Der heutige – nicht ausschließlich, aber oftmals woke und linke – Antisemitismus hat viel mehr Parallelen zum Antisemitismus der Nazis, als man auf den ersten Blick vermuten könnte. Hier findest du ein paar davon.
Um zu verstehen, was nun kommt, ist ein grundlegender Gedanke wichtig, schau mal, ob du dem folgen kannst. Es ist dieser: Nazis war nicht Leute, die morgens aufwachten und überlegten: “Was können wir wohl heute an Bösen anstellen”. Nein, es waren keine Dämonen oder Genozid-Monster. Es waren Menschen wie du und ich. Ihre Träume, Pläne und Taten waren überlegt und in in ihren Augen vernünftig und gut begründet. Sie wurden – jedenfalls von den führenden Köpfen – ausgeführt mit bestem Gewissen als etwas Nötiges zum Erhalt des deutschen Volkes, zu dem es (aus Sicht der Nazis) realistischerweise keine Alternative gab.

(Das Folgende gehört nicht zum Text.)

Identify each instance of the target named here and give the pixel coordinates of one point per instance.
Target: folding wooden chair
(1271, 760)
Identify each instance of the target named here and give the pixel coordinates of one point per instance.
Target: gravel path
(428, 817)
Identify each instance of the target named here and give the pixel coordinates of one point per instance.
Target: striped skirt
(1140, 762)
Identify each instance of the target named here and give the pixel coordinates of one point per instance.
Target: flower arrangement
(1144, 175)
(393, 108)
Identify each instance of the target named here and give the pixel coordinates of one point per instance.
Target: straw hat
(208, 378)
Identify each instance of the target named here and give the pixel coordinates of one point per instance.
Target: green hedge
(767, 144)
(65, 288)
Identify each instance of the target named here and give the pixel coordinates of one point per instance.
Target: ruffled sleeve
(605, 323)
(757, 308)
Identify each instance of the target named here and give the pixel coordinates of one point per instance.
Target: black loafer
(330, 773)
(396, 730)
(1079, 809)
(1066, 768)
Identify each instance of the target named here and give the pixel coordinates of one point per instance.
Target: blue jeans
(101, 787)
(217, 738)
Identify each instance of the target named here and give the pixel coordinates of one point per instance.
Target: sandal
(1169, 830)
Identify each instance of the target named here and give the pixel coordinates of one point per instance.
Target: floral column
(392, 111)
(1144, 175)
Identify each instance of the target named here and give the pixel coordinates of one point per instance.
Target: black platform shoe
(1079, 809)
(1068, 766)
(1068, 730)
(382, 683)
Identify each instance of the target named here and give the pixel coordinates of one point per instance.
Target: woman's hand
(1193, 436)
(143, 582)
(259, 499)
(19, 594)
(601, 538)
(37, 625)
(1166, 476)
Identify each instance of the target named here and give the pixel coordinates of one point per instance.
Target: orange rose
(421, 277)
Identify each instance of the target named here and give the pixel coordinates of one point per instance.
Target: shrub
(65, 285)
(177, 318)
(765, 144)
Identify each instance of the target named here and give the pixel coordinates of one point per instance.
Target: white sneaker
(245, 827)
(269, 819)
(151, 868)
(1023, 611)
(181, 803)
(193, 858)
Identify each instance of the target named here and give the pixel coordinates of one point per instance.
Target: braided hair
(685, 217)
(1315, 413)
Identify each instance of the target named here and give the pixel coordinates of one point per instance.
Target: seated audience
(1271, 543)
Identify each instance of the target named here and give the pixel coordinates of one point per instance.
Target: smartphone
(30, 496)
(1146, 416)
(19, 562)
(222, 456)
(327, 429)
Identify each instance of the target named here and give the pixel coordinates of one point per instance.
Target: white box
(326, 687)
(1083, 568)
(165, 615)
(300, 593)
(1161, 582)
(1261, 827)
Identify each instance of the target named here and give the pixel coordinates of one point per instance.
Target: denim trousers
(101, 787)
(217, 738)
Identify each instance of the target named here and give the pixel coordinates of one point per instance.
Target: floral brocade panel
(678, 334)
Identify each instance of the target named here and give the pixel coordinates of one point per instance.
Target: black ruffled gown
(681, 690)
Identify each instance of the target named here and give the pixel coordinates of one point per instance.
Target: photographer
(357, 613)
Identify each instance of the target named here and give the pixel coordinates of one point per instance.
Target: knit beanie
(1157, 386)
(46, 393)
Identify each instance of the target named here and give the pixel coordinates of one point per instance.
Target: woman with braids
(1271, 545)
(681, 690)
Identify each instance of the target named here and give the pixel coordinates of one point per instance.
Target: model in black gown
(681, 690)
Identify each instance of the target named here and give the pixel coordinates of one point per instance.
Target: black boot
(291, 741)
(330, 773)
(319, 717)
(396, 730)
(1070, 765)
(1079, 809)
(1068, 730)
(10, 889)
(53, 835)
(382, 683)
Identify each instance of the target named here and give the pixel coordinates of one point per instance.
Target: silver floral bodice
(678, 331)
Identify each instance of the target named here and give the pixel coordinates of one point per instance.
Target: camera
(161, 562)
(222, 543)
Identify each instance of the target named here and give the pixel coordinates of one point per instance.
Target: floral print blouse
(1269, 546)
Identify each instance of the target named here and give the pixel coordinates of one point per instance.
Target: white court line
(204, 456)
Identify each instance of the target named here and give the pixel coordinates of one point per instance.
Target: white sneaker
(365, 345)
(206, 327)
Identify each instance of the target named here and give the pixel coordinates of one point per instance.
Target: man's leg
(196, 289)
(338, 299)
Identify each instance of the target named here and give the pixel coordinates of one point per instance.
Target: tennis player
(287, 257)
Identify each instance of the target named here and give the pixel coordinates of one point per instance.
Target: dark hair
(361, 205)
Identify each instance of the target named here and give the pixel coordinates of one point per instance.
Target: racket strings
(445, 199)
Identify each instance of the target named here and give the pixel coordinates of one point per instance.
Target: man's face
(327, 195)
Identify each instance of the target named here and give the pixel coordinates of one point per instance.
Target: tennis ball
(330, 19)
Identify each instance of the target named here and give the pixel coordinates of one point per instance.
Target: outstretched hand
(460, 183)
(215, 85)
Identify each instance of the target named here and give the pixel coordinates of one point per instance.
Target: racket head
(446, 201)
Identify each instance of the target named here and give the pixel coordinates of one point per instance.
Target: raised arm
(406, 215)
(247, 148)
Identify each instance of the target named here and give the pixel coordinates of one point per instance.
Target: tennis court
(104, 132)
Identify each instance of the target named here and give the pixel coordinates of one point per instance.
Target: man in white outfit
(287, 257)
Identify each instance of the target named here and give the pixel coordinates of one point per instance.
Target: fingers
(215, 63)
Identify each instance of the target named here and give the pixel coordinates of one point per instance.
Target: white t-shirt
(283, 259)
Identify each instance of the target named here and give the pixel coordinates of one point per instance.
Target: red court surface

Ausgehend von dieser Annahme (zu finden beispielsweise bei Hannah Arendt “Die Banalität des Bösen”) können wir nun auf ein paar – in meinen Augen überraschende – Gemeinsamkeiten zwischen damaligem und heutigem Antisemitismus schauen:
- Ich hab ja nix gegen Juden, aber… und dann kommt als Argument wahlweise der Zionismus, die Israel-Freundlichkeit der amerikanischen Evangelikalen, das ‘weiße Kolonisationsprojekt Israel’, die Siedlungspolitik, die Tatsache, dass sich ein demokratischer Staat ‘jüdisch’ nennt oder Kritik an Benjamin Netanjahu als fauliges Kristallisationsobjekt für alles hier Genannte.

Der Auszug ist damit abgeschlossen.